Sinclair is winning as Elle, smoothly spoken but borderline brainwashed by religion; there’s the constant, frustrating feel that she’d be the coolest of the bunch if she could break her conditioning. Grappy hams it up a treat as the spoiled Rey, who has never got over her mum’s early death. And Odoffin is good as Shan, the serious girl of the group who wishes she wasn’t – constantly brought to earth by the long hospital stays brought on by her sickle cell disease or frequent reminders that her friends are better off and more academically successful.

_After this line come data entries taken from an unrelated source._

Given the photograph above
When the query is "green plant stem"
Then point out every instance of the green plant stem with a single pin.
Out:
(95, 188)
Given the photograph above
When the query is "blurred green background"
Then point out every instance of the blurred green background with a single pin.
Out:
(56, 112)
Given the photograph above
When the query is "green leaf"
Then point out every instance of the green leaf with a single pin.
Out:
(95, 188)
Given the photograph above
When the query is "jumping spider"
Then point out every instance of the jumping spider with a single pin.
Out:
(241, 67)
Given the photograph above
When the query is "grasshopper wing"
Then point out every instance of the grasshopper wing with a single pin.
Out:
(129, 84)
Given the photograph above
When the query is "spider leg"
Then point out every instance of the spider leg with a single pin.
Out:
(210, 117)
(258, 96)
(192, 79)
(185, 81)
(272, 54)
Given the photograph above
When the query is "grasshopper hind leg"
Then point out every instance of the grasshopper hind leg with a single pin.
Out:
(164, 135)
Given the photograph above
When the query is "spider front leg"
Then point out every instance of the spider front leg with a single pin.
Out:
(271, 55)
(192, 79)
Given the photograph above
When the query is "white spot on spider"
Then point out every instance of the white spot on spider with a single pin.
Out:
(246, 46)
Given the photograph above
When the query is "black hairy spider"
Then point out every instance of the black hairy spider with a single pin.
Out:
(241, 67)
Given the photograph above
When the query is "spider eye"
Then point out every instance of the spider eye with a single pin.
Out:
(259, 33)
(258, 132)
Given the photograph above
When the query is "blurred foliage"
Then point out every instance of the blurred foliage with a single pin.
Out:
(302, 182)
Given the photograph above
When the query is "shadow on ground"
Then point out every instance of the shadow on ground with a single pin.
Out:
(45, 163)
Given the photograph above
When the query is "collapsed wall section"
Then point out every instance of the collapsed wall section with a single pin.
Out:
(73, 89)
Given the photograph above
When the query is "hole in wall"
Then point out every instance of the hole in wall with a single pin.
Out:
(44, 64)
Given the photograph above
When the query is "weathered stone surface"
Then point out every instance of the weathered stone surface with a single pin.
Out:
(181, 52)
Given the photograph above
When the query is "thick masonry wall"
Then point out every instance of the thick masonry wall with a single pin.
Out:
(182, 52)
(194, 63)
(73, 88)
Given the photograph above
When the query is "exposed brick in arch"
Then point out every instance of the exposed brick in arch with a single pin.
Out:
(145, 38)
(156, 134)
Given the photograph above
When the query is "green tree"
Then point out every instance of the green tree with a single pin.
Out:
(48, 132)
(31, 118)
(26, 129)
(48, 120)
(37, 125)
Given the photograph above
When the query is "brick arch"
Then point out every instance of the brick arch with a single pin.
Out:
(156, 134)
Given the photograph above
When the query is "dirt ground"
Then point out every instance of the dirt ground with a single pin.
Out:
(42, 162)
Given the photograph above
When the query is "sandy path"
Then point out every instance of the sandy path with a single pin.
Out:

And they do of course have more in common than simply really liking each other, though that’s a good start for a friendship. There’s some sort of family trauma in all their backgrounds, usually the death or absence of a parent. Though they rarely talk about it in depth, there’s a sense that tragedy and loss is the invisible bond between them. And of course, they’re all Black: it’s not something they over-analyse, and their backgrounds are pretty different, but in most cases they are again bonded by a complicated desire to both please and defy their first-generation-immigrant parents. In the play’s most stinging moment, one of the characters cuts down the gobby Rey by telling her that she doesn’t understand them because she was raised by white parents; in a poignant moment, Shan seems to feel she needs to go out with white people because she wants to reduce the chance of passing on her sickle cell disease to her extremely hypothetical kids.

Starting at a birthday sleepover at Shan’s in the autumn of 2017, and ending with the girls seeing out 2018 together, the story is a slice of life that sees each of the group confronted by their own crisis. But it’s not really about the plot but the ride: they’re just incredibly fun characters to spend time with, and Lewis’s joltingly energetic production, pepped-up by pop songs and endearingly un-slick dance routines.

I’m sure there are layers that I’ve missed here: I’ve clearly never been a young Black woman, and when I was their age boys did not do ‘sleepovers’ (we ‘stayed at friends’ houses’). But I know a good time when I see one, and ‘Sleepova’ surely is that.